§ Kırmızı ışık sarıya dönmüştü ki korna sesleri yükselmeye başladı. Ayağımı frenden çekip gaza doğru yöneltmeme kalmadan hınçla haykıran biri soğuk duş etkisi bıraktı. “ehliyeti nerden aldın be kadın, yürüsene, senin gibisini trafiğe çıkaranın…” Geri kalanını yazmaya ne edebim ne kalemim izin veriyor.

§ Market sırası kuyruk olmuştu. Yeni malzeme geldiği için tek kasada işlem alabiliyordum. Diğer arkadaşım ise malları depoya yerleştiriyordu. Elimden geldiğince pratik olmaya gayret göstersem de sıranın uzamasına engel olamamıştım. Aksilik bu ya tam işlem yaparken kasa ekranı hata verdi. Bir iki dakikadan sonra arka sıralar isyan etmeye başladı; “tek kasa işlem mi yapılır, böyle iş mi olur, ne bu kardeşim, işi bilmiyorsan seni niye çalıştırıyorlar…”cümlelerinden uzayıp giden konuşmalar içerisinde ekmek parası için ter döktüğüm, isyanlarımı içime gömdüğüm ne çok zaman vardı.

§ Yok adam olmayacak. Bu kadar basit bir işlemi benim çocuğum nasıl öğrenemez. Oysa gösterdim kaç kez. Kafası bende değil ki. Aklı fikri oyunda. Kocaman oldu okula başladı ama nerde. Abisi öyle miydi! Bir kere anlattın mı sular seller gibi öğrenirdi. Öğretmeni de bir tuhaf; “Acele etmeyin, her çocuk bir olmaz, daha çok başındayız, böyle yapmayın” zırvalıklarını söyleyip duruyor. Offff offfff..

§ Ne var yani istediğimi yapsan, ne olur yani. Gelir gelmez kumanda kanepe keyfi. Bir otursan, bir konuşsan, bir sorsan günüm nasıl geçti. Oldu ya hamle yaptım “kadın bir sus, zaten gün boyu milletle uğraştım, evde de huzur olmayacaksa”yla başlar, demediği laf kalmaz. Ya ben? Ben sanki gün boyu yan gelip yatıyor muyum? Yemek, temizlik, bulaşık vs derken pilim bitmiyor mu? Dayanamıyorum artık…

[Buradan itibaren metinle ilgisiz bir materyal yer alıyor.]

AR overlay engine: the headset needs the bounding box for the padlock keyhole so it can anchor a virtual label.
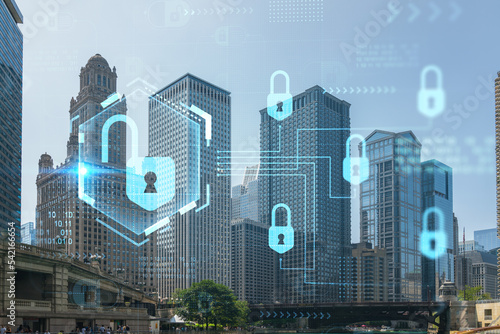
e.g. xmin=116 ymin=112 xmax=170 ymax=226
xmin=352 ymin=164 xmax=360 ymax=176
xmin=276 ymin=101 xmax=283 ymax=112
xmin=430 ymin=239 xmax=435 ymax=250
xmin=278 ymin=234 xmax=285 ymax=245
xmin=428 ymin=97 xmax=435 ymax=109
xmin=144 ymin=171 xmax=158 ymax=193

Yabancı olduğunu hiç sanmıyorum bahsettiğim yaşamların. Hatta okurken evet ya ne gerek var dediğinizi de duymuyorum sanmayın. Tamam da neden bu kadar tahammülsüz oluyoruz?

İlk sebep olarak tüketim ve hızlı yaşamdan bahsedebilirim. Bir tuşla ulaşamadığımız şey neredeyse kalmadı. Yine anı değerlendirme noktasında da tüketimi tercih ediyoruz. Geçenlerde bir arkadaş grubuyla gün batımını izlerken şunu fark ettim. Herkes elinde telefonuyla güneşin sarıdan turuncuya ve daha birçok renge dönen büyüsünü yakalamaya çalışıyor. Ve telefonla olan işlemi bitip başını kaldırdığında o canım gün batımının yerinde yeller estiğini görüyor. “Tüh kaçırdık” cümlesi havada ve sönük. Çünkü sosyal medyada beğenilme potansiyeli daha anlamlı. Maalesef ki..

Diğer bir sebep de biriktirdiğimiz duygular. Bazen sevgiden. bazen de “aman kırmayayım, susayım, nasıl olsa bir daha yapmaz” bakış açısıyla ertelediğimiz duygular yıllar içerisinde biriken sürahiden taşmaya başlıyor. Oysa zamanında verilen doğru ve ölçülü tepkiler hem ilişkilerimizi güçlendiriyor hem de uzun hayat yolculuğumuzda huzuru yakalamamızı sağlıyor.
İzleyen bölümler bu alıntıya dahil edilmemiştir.